Worm Breeder's Gazette 10(2): 137
These abstracts should not be cited in bibliographies. Material contained herein should be treated as personal communication and should be cited as such only with the consent of the author.
We have been characterizing some of the genes from the hsp70 multigene family. We have recently sequenced two additional members of this family. The hsp70C gene is non-heat inducible and constitutively expressed, its mRNA is most abundant at the L1 larval stage.

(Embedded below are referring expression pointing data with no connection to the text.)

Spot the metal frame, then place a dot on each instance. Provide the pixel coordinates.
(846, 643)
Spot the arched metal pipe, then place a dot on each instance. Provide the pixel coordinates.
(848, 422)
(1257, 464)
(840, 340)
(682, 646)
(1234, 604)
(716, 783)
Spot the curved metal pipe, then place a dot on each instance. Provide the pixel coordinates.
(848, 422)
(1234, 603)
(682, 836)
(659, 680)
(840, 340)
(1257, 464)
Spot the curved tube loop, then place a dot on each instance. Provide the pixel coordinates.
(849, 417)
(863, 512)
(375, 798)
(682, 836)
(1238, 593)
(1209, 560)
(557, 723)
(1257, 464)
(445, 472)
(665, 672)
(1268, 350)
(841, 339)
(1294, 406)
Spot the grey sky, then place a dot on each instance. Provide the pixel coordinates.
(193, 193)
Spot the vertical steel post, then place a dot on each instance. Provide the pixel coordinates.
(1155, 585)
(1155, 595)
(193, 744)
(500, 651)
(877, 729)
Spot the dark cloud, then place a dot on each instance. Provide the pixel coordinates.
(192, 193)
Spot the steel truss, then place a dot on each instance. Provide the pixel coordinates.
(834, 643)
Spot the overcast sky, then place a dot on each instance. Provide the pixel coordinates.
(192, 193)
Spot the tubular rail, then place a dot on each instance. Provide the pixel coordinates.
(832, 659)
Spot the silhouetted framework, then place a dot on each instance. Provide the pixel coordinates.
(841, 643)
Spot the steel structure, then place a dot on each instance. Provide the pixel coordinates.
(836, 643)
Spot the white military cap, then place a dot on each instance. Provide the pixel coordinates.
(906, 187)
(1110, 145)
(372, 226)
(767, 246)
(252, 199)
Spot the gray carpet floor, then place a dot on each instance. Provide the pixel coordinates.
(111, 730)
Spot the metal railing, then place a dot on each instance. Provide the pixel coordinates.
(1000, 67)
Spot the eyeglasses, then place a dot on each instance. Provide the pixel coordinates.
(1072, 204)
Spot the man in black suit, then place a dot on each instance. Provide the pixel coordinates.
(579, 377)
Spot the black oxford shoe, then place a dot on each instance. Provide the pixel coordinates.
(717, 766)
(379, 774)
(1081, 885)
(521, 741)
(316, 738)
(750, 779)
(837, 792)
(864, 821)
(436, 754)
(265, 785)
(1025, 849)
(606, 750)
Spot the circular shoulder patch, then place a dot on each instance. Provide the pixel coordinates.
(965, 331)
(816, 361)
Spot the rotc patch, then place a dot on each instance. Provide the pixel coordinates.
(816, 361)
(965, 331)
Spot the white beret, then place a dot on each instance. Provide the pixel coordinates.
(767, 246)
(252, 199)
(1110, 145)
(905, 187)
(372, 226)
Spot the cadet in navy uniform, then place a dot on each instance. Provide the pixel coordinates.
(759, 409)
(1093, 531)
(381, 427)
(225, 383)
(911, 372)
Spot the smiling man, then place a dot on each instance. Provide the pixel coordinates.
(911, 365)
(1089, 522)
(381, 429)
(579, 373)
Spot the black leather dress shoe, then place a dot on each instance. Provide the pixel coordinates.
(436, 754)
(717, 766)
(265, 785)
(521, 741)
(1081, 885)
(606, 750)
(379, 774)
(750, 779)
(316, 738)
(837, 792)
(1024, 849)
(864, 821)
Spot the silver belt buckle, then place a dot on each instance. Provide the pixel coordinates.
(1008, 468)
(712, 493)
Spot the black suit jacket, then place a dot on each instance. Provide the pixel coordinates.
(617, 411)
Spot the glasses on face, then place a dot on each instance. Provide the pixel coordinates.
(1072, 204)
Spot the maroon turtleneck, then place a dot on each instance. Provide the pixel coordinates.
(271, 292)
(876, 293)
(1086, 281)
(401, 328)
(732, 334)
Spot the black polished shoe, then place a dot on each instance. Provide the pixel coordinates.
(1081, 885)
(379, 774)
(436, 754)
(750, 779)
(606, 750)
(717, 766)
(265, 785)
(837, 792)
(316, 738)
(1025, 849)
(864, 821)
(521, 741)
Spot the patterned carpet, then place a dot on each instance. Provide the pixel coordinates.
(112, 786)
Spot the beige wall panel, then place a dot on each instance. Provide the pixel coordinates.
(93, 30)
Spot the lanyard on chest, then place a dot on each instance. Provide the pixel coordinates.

The hsp70C protein shares a high degree of identity with the rat grp78 protein (77% at the amino acid level). The rat grp78 protein is related to the hsp70 family and is found within the endoplasmic reticulum (Munro and Pelham, 1986, Cell 46, 291). The expression of the grp78 gene is enhanced when the cell or organism is starved of glucose. The hsp70C protein has a long, hydrophobic leader sequence and the COOH-terminal ER-retention signal sequence KDEL characteristic of the rat grp78 protein. Therefore, we conclude that the hsp70C gene is the grp78 equivalent in C. elegans.In a comparison with the hsp70C gene from C. briggsae, a high degree of homology in the coding and noncoding regions is observed. The 5' regulatory region of the two genes share several conserved blocks of sequences encompassing a heat shock element and copies of mammalian virus core enhancer sequences. One of these regions is highly conserved ( approximately 80%) with a sequence in the rat grp78 regulatory region. This region in the rat grp78 regulatory region is protected during nuclease footprinting studies (A. S. Lee, personal communication). We propose that this region may be involved in the glucose-mediated response. Another member of the hsp70 family characterized is the highly heat inducible gene hsp70D. We find that the hsp70D gene is closely related to both the hsp70C and grp78 genes (76% and 71% at the amino acid level respectively). As such, we identify the hsp70D gene as the first highly heat inducible variety of the grp78 subfamily. The COOH- terminal sequence is HDEL and not KDEL found in the hsp70C protein. Histidine is a conservative substitution of lysine and may function as an ER-retention signal. Only the last half of the hsp70D gene has been sequenced so we are unable to determine if the hsp70D gene, like the hsp70C gene, has a long, hydrophobic leader sequence.